Table of Contents
Contract Farming
This article deals with ‘Contract Farming.’ This is part of our series on ‘Economics’ which is an important pillar of the GS-3 syllabus. For more articles, you can click here.
Introduction
It is a forward agreement between farmers & buyers in which

Buyer | – Agrees to buy produce from the farmer at a predetermined price. – Usually, the buyer also provides inputs like seeds to ensure that the final product meets desired quality. |
Farmer | – Agrees to supply the produce of predetermined quality to the buyer. |
But the problem is, this is prevalent in only a few states where APMC laws allow contract farming.
Examples of Contract Farming in India
Punjab
- PepsiCo is doing contract farming with Potato farmers of the Hoshiarpur district.
- ITC is doing contract farming for Soyabean.
- Mahindra Shubhlabh is doing contract farming for Basmati rice
Karnataka
- Himalaya is doing contract farming with Ashwagandha producers.
Madhya Pradesh
- Hindustan Unilever is doing contract farming with wheat farmers.
Benefits of Contract Farming
- Improving Farmer’s Productivity: It provides access to better inputs, scientific practices and credit facilities.
- Insurance to post-harvest price fluctuations: Farmers are saved from price fluctuations since the price is fixed.
- Crop Diversification: In the absence of contract farming, farmers grow only wheat and rice, which the government procures.
- Crop Diversification: Contract farming helps in promoting Food Processing Industry.
- The company can get desired quality of agro products.
- Consumers Benefit: It leads to the elimination of intermediaries that can reduce food price inflation.
Challenges with Contract Farming
- Stockholdings limits on the contracted produce under the Essential Commodities Act, 1955 act as a hindrance in contract farming.
- Not benefiting Small Farmers: Buyers have no incentive for contract farming with a large number of small and marginal farmers due to high transactions and marketing costs, creating socio-economic distortions and preference for large farmers.
- It is a capital-intensive and less sustainable cultivation pattern as it promotes increased use of fertilizers and pesticides, which have detrimental impacts on natural resources, the environment, humans and animals.
- Encourages Monoculture Farming: It impacts soil health negatively and poses a risk to food security.

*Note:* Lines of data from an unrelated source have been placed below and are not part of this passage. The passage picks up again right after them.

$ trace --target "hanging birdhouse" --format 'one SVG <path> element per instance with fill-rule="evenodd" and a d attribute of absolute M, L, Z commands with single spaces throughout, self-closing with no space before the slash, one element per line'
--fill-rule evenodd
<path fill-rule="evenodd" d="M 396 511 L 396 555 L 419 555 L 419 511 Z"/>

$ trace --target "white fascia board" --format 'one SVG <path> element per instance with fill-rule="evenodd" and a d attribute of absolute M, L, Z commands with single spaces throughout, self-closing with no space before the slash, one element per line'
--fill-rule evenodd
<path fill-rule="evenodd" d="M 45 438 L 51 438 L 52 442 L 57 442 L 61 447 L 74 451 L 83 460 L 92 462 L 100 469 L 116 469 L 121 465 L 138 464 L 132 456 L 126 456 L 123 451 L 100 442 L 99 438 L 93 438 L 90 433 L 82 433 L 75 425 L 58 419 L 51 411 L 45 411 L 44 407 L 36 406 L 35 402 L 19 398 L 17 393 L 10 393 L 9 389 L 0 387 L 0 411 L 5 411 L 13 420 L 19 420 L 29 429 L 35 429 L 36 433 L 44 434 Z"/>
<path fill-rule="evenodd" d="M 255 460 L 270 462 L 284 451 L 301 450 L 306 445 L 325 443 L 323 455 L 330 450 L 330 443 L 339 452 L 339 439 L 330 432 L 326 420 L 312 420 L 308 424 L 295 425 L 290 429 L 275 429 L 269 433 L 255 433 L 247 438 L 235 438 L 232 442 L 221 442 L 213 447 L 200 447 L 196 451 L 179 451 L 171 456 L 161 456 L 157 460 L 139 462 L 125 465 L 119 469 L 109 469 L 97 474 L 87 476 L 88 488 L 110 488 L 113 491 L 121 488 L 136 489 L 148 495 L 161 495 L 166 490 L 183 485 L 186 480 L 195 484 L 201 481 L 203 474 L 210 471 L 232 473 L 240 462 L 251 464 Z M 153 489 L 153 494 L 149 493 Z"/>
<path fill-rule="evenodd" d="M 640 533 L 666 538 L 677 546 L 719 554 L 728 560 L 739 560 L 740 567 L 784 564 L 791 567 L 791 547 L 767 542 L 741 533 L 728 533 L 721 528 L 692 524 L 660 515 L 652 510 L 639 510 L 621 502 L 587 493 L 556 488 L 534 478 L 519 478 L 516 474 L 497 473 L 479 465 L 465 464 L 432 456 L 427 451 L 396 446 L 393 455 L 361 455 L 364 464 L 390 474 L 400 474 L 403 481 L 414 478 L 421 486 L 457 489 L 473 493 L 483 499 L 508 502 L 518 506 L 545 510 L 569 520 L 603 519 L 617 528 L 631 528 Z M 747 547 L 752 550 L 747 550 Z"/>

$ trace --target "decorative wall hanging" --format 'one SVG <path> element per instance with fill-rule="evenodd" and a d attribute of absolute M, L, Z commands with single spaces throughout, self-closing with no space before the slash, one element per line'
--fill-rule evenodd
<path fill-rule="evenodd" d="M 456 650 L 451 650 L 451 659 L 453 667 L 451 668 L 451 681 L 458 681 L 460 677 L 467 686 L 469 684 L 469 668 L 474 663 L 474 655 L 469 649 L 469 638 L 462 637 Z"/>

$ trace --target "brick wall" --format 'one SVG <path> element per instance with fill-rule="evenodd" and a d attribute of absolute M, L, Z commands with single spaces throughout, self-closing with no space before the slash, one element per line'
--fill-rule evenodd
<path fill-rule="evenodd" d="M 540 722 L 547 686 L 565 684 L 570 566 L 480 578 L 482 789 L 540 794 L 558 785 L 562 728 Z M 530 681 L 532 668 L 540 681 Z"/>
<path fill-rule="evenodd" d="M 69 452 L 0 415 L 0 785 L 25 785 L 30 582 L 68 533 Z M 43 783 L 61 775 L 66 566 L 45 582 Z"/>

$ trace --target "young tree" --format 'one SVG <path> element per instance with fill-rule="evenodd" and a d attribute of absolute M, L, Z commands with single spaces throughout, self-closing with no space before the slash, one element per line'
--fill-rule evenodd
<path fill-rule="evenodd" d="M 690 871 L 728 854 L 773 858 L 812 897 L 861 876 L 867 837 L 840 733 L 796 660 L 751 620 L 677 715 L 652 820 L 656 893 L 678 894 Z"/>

- Monopsony: Product is generally a particular crop and is the only buyer for that company. Hence, the farmer can be price takers only because the company is the sole buyer.
- Predetermined prices deny farmers the benefits of higher prices prevailing in the market.
Key Features of Contract Farming Act
- Mainly to address the breach of contract by the company (because the company can breach the contract if they are getting goods at a low price and then afford a lawyer to fight the case).
- It sets up Contract Farming Authority and Recording Committees to register the contracts and implement them effectively.
- It provides to keep contract farming outside the ambit of the APMC act.
- The produce will be insured under the existing agriculture insurance schemes.
- It makes provisions for making Farmer Producer Companies (FPCs).